Department of NanoBiophotonics, Max Planck Institute for Multidisciplinary Sciences, Göttingen 37077, Germany.
Department of Optical Nanoscopy, Max Planck Institute for Medical Research, Heidelberg 69120, Germany.
Science. 2024 Oct 11;386(6718):180-187. doi: 10.1126/science.adj7368. Epub 2024 Oct 10.

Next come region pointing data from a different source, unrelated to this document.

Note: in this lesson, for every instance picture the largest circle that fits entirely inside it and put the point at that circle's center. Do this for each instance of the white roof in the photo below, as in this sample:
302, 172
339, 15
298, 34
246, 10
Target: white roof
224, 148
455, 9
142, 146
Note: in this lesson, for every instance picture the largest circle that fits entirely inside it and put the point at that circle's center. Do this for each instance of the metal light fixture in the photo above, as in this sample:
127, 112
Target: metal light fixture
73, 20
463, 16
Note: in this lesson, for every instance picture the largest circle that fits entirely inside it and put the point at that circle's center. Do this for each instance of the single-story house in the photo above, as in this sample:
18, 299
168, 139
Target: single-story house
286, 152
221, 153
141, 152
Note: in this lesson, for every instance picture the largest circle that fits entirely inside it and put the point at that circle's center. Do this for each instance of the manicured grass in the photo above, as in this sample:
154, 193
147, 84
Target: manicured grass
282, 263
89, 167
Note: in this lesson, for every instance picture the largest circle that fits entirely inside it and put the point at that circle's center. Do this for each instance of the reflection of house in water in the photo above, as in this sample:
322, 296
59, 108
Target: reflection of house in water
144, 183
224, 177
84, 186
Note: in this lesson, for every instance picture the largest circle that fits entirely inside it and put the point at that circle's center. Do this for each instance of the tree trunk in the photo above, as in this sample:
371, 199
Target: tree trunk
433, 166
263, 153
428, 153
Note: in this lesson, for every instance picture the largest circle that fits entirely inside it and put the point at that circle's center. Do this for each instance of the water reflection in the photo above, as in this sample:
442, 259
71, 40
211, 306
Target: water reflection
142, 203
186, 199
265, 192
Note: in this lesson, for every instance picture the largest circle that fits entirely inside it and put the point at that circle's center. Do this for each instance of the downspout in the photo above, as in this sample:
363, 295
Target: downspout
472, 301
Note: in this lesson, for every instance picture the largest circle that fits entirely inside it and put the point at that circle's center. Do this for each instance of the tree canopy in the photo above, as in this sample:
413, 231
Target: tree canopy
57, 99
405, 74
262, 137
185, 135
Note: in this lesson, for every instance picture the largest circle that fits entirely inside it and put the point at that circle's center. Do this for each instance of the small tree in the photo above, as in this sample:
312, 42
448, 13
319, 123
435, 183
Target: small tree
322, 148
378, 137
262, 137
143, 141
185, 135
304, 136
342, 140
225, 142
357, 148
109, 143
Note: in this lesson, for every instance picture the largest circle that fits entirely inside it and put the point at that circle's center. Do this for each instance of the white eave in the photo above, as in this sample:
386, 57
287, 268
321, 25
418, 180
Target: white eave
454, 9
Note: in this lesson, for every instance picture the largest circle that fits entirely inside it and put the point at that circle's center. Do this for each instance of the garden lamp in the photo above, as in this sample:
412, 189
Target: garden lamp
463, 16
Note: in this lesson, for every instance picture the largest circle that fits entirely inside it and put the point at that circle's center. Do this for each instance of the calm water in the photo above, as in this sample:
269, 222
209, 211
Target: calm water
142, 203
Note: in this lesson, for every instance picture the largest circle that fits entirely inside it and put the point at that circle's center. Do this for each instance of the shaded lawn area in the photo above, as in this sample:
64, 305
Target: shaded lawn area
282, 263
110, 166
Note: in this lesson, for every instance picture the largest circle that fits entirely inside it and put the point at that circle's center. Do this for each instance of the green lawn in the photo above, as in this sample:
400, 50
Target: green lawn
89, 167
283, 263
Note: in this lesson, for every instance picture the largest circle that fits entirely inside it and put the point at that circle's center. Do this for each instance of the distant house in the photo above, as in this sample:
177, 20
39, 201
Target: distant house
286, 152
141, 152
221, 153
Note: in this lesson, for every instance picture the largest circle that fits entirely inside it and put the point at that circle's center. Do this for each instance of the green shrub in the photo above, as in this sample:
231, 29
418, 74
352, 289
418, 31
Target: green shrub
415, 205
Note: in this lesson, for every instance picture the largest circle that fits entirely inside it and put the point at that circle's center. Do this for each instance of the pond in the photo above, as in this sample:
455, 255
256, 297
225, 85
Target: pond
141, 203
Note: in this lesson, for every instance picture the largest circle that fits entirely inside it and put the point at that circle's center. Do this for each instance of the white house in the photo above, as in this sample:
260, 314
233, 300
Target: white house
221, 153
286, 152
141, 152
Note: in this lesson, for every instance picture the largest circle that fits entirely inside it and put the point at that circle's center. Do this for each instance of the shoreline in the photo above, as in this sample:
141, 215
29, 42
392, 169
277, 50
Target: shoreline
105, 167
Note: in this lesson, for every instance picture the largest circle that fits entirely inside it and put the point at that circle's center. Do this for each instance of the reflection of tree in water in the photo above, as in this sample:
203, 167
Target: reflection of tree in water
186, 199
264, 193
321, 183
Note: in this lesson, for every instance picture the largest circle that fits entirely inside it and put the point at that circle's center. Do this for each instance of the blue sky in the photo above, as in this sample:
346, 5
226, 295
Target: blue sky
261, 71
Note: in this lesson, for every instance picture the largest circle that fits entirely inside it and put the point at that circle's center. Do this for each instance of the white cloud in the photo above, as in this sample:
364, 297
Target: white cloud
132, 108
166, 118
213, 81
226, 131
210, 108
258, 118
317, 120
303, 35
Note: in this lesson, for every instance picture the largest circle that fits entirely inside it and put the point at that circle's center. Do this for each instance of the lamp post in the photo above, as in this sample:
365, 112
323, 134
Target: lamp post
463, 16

Optical investigations of nanometer distances between proteins, their subunits, or other biomolecules have been the exclusive prerogative of Förster resonance energy transfer (FRET) microscopy for decades. In this work, we show that MINFLUX fluorescence nanoscopy measures intramolecular distances down to 1 nanometer-and in planar projections down to 1 angstrom-directly, linearly, and with angstrom precision. Our method was validated by quantifying well-characterized 1- to 10-nanometer distances in polypeptides and proteins. Moreover, we visualized the orientations of immunoglobulin subunits, applied the method in human cells, and revealed specific configurations of a histidine kinase PAS domain dimer. Our results open the door for examining proximities and interactions by direct position measurements at the intramacromolecular scale.
几十年来,对蛋白质、其亚基或其他生物分子之间纳米距离的光学研究一直是福斯特共振能量转移(FRET)显微镜的专属特权。在这项工作中,我们表明 MINFLUX 荧光纳米显微镜可以直接、线性和以埃精度测量低至 1 纳米的分子内距离,并且在平面投影中低至 1 埃。我们的方法通过定量多肽和蛋白质中特征良好的 1 到 10 纳米距离得到了验证。此外,我们还可视化了免疫球蛋白亚基的取向,将该方法应用于人类细胞,并揭示了组氨酸激酶 PAS 结构域二聚体的特定构型。我们的结果为通过在分子内尺度上进行直接位置测量来检查接近程度和相互作用开辟了道路。